The Central Oklahoma (Garber-Wellington) aquifer underlies about 3,000 square miles of central Oklahoma and underlies all or parts of Cleveland, Logan, Lincoln, Oklahoma, Payne, and Pottawatomie Counties. Water from the Central Oklahoma aquifer is used for public, industrial, commercial, agricultural, and domestic supply. Average groundwater use from 1967 to 2008 was about 37,367 acre-feet/year with public-water supply consuming 23,367 acre-feet/year. Average estimated domestic groundwater use from the aquifer from 1980 to 2010 was about 13,752 acre-feet/year.




The Central Oklahoma aquifer consists of Quaternary age alluvium and terrace deposits and the Permian-age Garber Sandstone, Wellington Formation, and Chase, Council Grove, and Admire Groups.

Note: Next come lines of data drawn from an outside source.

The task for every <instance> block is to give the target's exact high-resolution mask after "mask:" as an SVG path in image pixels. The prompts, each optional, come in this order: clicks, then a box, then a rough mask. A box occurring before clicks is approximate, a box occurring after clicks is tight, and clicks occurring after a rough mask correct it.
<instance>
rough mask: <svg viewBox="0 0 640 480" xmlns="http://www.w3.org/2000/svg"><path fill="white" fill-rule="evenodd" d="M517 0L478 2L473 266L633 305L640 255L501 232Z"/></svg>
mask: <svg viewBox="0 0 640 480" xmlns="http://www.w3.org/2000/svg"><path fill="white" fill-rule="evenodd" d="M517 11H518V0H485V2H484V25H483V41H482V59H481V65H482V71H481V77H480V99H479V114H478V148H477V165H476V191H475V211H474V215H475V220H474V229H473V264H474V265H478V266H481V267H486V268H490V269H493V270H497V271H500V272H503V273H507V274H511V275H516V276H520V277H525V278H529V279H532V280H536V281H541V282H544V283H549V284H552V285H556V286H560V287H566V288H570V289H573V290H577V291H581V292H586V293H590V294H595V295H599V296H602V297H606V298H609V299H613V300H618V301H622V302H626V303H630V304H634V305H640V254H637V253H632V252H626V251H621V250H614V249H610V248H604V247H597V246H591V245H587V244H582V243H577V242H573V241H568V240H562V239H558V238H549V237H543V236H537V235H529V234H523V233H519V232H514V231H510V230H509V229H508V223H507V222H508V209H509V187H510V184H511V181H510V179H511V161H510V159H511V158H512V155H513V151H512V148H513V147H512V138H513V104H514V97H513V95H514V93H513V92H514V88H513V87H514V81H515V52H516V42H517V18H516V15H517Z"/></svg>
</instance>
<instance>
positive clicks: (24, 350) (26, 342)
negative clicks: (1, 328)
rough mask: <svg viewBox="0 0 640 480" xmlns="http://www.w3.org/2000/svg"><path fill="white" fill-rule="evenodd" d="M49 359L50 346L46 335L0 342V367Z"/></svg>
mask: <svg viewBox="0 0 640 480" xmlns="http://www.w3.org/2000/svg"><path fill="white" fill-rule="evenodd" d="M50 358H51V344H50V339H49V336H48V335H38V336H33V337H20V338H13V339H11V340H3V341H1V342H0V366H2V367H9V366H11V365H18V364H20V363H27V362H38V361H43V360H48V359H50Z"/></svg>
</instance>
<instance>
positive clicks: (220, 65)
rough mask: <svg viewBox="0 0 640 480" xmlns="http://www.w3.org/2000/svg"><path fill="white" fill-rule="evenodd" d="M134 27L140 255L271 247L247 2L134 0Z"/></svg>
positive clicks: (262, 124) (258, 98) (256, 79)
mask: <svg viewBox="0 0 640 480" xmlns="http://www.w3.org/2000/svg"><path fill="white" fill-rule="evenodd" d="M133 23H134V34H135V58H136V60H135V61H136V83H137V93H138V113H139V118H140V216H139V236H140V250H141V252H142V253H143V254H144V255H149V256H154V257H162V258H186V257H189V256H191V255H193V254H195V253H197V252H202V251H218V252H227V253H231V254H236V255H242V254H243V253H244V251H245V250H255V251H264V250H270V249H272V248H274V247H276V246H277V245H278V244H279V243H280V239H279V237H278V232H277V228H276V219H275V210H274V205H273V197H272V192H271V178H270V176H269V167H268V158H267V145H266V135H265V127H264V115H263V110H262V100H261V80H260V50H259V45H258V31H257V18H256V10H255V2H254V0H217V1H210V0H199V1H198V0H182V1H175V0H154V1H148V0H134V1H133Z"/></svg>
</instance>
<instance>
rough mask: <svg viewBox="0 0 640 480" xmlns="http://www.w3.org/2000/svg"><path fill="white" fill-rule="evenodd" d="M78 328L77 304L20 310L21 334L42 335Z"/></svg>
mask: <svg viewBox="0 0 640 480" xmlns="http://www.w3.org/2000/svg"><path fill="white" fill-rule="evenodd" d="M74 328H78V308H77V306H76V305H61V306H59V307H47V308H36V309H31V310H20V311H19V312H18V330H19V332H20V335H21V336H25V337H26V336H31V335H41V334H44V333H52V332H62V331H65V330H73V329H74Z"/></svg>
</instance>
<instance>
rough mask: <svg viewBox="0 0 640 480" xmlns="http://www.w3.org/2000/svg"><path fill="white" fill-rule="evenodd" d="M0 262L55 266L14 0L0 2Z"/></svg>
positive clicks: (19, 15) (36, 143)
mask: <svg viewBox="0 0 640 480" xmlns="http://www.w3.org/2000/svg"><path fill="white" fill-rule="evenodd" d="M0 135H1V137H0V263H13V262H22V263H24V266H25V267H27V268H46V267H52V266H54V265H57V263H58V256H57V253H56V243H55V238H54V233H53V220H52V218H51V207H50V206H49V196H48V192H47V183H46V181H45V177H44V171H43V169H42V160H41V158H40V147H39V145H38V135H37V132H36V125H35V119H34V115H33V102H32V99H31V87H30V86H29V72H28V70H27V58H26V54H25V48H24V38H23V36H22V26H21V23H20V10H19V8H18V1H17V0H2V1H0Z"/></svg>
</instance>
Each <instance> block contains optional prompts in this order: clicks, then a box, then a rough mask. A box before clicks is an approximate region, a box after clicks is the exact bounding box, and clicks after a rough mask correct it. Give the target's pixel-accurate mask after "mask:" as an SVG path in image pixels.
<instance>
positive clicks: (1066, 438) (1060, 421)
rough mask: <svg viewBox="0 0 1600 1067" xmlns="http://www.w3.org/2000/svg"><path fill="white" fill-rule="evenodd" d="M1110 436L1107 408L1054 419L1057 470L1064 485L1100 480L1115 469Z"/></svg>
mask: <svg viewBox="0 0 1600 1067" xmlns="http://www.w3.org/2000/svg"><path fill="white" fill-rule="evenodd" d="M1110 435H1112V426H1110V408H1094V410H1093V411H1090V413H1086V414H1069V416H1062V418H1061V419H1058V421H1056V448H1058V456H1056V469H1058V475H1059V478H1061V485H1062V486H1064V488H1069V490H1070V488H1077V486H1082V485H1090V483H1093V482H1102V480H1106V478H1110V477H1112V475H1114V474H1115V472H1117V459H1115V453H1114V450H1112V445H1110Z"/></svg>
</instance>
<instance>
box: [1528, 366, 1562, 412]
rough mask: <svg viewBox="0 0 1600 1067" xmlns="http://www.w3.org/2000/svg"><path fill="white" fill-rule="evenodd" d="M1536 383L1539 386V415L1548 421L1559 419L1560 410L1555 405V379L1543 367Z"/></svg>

The Central Oklahoma aquifer is referred to locally as the Garber-Wellington aquifer because it is dominantly composed of the Permian-age Garber Sandstone and Wellington Formation.

The direction of horizontal regional groundwater flow can be inferred from potentiometric-surface maps of the Central Oklahoma aquifer. Groundwater flows along paths perpendicular to the potentiometric surface contour lines. Water levels measured in multiple wells across the Central Oklahoma aquifer in 1986–87 and 2009 were used to create the original and updated potentiometric surface maps. Flow in the Central Oklahoma aquifer is slowest in the confined part of the Garber Sandstone and Wellington Formation and in the less transmissive parts of the unconfined flow system, which includes part of the Chase, Council Grove, and Admire Groups. The saturated thickness of the Central Oklahoma aquifer in the eastern part of the aquifer in Lincoln and Pottawatomie counties is relatively thin, 200–300 feet, related to the thinner geologic units in that area that are caused by the dip of the formations and erosion. The thickest zone of saturation is about 1,000 feet located near the extent of the Hennessey Group confining unit. Average annual precipitation in the study area from 1893 to 2009 was 34.27 inches. Average annual recharge for the aquifer area for the 1987–2009 period was estimated to be 4.6 inches.

Aquifer hydraulic properties were estimated from lithologic and geophysical well logs and a multiple-well aquifer test was analyzed to determine transmissivity and a storage coefficient. Transmissivity determined from the aquifer well test was 220 square feet per day, with an estimated hydraulic conductivity of 2.4 feet per day. The analytical-model solution indicated that the Central Oklahoma aquifer was acting as a leaky confined aquifer. The storage coefficient from the analytical solution was 0.0013.